Stable Solvers¶
Stable Solvers provides solvers for training neural networks without entering the edge of stability, for use in investigating neural network loss landscapes. As discovered in Cohen et al. 2021, during neural network training, the curvature of the Hessian matrix rises until the training is overshooting. Stable Solvers provides adaptive solvers that avoid this overshooting and follow the true gradient flow, to support scientific research into the loss landscape. You can find Stable Solvers here, or install it using pip:
pip install stable-solvers
The library currently provides two solvers: adaptive gradient descent and the exponential Euler solver. Adaptive gradient descent calculates the curvature of the Hessian matrix at every iteration and adjusts the learning rate to prevent overshooting. The exponential Euler solver exploits our knowledge of the quadratic terms of the loss function to take larger steps. Each step of the adaptive gradient method is cheaper, but it has to take more of them. Which is optimal depends on the problem to be solved: the exponential Euler method is generally best if the number of network outputs is small or the dataset size is very large, while the adaptive gradient method is best if neither of those conditions apply.

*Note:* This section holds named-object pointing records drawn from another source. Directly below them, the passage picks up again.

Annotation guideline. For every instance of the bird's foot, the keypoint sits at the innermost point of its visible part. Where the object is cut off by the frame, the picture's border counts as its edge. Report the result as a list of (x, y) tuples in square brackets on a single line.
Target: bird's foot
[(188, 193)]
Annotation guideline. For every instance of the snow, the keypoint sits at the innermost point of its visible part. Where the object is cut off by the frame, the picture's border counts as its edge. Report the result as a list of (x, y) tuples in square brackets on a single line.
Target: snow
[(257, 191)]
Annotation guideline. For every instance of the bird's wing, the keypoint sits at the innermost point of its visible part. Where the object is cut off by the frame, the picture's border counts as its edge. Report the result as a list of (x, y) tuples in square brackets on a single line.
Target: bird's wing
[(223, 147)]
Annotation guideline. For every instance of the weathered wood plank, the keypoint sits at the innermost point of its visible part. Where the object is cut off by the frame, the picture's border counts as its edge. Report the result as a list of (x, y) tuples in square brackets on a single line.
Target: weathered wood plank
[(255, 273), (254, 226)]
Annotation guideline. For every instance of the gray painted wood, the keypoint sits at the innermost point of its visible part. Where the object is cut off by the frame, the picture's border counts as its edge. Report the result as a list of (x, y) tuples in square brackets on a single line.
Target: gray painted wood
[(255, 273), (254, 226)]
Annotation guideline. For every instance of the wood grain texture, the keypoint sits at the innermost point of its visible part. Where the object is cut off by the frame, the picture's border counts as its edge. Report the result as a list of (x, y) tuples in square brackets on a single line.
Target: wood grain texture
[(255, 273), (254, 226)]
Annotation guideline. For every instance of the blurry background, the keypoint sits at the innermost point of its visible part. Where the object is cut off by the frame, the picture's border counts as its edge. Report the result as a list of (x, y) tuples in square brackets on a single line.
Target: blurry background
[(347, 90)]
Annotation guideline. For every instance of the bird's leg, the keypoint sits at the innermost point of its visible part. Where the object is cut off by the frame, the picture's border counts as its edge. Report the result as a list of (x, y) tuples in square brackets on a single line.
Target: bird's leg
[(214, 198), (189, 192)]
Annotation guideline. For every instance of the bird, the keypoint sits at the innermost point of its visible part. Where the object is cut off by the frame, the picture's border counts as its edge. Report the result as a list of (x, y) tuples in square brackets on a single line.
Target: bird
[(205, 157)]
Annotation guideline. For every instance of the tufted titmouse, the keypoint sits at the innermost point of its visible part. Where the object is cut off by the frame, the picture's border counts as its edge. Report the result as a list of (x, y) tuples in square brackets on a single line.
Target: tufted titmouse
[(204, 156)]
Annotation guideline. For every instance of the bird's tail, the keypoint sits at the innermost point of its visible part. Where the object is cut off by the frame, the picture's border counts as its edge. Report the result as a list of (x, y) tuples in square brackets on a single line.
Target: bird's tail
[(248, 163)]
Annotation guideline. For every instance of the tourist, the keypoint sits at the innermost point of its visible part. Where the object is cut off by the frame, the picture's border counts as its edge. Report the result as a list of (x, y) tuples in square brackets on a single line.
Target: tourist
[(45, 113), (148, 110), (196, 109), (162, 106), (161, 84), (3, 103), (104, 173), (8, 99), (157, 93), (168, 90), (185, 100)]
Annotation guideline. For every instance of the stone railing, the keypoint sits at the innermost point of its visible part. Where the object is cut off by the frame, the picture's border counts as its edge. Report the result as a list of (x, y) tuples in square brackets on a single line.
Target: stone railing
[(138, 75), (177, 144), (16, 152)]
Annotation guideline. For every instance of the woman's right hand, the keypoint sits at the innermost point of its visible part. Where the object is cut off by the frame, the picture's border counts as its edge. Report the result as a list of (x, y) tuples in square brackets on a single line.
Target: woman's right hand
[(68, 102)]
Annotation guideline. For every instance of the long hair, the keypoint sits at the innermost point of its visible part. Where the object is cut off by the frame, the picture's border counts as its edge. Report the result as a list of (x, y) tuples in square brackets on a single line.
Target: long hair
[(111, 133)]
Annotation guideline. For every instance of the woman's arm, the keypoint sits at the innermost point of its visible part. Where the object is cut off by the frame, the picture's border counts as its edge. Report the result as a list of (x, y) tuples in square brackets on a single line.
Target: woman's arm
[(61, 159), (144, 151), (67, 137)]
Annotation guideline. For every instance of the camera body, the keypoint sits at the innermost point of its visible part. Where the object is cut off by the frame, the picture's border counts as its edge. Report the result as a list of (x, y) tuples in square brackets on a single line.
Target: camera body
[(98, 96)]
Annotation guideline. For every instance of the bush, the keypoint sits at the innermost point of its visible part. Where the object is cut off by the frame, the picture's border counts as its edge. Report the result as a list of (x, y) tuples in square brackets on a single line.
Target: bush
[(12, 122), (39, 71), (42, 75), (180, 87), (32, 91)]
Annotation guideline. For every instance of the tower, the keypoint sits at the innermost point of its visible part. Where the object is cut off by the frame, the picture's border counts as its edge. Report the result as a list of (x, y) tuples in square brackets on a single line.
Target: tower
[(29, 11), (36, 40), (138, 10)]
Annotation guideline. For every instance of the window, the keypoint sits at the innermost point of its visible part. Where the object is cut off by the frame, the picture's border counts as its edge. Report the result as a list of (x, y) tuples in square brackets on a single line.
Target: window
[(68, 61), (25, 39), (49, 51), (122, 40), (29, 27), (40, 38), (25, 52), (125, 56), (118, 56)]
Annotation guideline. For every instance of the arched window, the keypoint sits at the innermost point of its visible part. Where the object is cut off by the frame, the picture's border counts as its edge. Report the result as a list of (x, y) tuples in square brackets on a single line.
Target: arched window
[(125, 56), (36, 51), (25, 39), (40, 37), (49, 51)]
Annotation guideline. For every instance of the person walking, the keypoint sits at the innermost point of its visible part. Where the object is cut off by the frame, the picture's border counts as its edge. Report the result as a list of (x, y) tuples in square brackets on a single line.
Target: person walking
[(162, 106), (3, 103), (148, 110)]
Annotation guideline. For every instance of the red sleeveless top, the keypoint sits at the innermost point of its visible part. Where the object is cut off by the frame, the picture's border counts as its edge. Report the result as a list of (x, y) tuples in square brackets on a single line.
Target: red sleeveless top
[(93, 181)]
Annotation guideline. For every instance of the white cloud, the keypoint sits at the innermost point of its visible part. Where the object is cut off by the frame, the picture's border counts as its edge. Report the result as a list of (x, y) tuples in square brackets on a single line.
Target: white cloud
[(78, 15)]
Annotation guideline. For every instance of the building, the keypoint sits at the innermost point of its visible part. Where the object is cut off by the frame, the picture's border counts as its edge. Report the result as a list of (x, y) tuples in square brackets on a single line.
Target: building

Since both solvers require calculating eigenvalues of the Hessian matrix, they need direct access to the network, dataset, and criterion. We package these into a class called a LossFunction
. The expected syntax is:
import stable_solvers as stable
net = ...
dataset = ...
criterion = ...
loss_func = stable.LossFunction(
dataset=dataset,
criterion=criterion,
net=net,
...
)
params = loss_func.initialize_parameters()
solver = stable.ExponentialEulerSolver(
params=params,
loss=loss_func,
max_step_size=0.01,
stiff_dim=...,
)
loss = float('inf')
while loss > 0.1:
loss = solver.step().loss
A full example can be found in this notebook.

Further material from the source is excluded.